AI

Build an AI Agent With Claude

By James KillickOctober 26, 2025
Build an AI Agent With Claude

TL;DR: You can build an AI agent with Claude using Anthropic's API and a few lines of Python. The key decisions are your agent's tools, memory model, and how it calls itself. Get those three right and the rest follows.

You can build an AI agent with Claude in a weekend. Give it tools, give it memory, give it a loop, and it starts doing real work.

The hard part is not the code. It is knowing what decisions to make before you write the first line.

What is an AI agent, actually?

An AI agent is a model that takes actions, not just generates text.

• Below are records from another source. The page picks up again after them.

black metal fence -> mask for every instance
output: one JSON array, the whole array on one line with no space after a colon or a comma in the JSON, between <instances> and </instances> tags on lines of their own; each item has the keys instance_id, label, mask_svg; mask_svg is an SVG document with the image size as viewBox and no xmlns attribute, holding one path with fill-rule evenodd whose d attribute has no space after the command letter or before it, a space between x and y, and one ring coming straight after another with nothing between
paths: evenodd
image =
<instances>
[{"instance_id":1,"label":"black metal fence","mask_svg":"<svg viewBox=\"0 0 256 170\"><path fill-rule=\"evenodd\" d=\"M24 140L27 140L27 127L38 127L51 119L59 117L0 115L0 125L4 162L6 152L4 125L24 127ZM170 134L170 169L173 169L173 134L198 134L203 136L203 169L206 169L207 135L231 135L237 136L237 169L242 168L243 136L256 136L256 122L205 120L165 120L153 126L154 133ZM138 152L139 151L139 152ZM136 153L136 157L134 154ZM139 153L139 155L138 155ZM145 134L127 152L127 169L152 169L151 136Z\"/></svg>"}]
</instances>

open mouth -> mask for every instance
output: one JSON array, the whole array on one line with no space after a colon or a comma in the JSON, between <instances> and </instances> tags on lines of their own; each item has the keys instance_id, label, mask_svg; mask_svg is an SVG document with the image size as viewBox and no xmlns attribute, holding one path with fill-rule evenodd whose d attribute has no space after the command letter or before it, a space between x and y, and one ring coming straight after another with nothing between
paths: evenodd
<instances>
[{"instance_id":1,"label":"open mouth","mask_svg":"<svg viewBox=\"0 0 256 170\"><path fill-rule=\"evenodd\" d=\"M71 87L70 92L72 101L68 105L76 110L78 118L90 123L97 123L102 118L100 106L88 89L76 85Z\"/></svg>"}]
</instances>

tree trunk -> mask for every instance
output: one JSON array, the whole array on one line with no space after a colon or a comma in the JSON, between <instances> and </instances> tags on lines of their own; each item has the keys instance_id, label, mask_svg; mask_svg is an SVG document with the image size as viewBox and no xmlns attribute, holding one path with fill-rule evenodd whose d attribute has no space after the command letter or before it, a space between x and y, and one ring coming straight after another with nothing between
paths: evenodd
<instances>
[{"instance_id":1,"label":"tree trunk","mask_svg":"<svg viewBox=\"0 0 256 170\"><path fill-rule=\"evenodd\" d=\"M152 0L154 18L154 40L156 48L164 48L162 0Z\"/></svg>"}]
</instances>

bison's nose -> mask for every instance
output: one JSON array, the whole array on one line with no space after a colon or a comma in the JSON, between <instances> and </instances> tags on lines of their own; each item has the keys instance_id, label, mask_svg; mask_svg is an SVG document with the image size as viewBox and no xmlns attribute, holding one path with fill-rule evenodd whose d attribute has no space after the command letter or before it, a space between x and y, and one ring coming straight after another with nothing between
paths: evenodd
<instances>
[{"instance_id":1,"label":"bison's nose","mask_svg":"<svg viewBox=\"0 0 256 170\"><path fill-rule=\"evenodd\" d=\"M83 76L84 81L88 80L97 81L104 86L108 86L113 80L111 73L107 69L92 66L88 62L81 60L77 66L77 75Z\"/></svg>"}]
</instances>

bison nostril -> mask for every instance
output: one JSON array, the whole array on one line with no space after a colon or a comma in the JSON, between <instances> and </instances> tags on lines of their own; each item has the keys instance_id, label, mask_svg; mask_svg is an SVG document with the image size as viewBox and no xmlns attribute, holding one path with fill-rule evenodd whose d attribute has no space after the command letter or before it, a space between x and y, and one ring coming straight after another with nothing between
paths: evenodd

It reads inputs, picks a tool, runs that tool, reads the result, then decides what to do next.

Claude is well-suited for this because it handles long context windows reliably and follows tool call schemas consistently. It does not hallucinate tool calls the way smaller models do.

A basic Claude agent has three parts:

  • A system prompt that defines its job
  • A set of tools it can call (functions you write)
  • A loop that keeps running until the job is done or it hits a stop condition

That is the whole architecture. Build from there.

What tools do you give it?

Tools are the only way an agent affects the world outside the conversation window. They are Python functions, and you pass their schemas to Claude so it knows what each one does and how to call it.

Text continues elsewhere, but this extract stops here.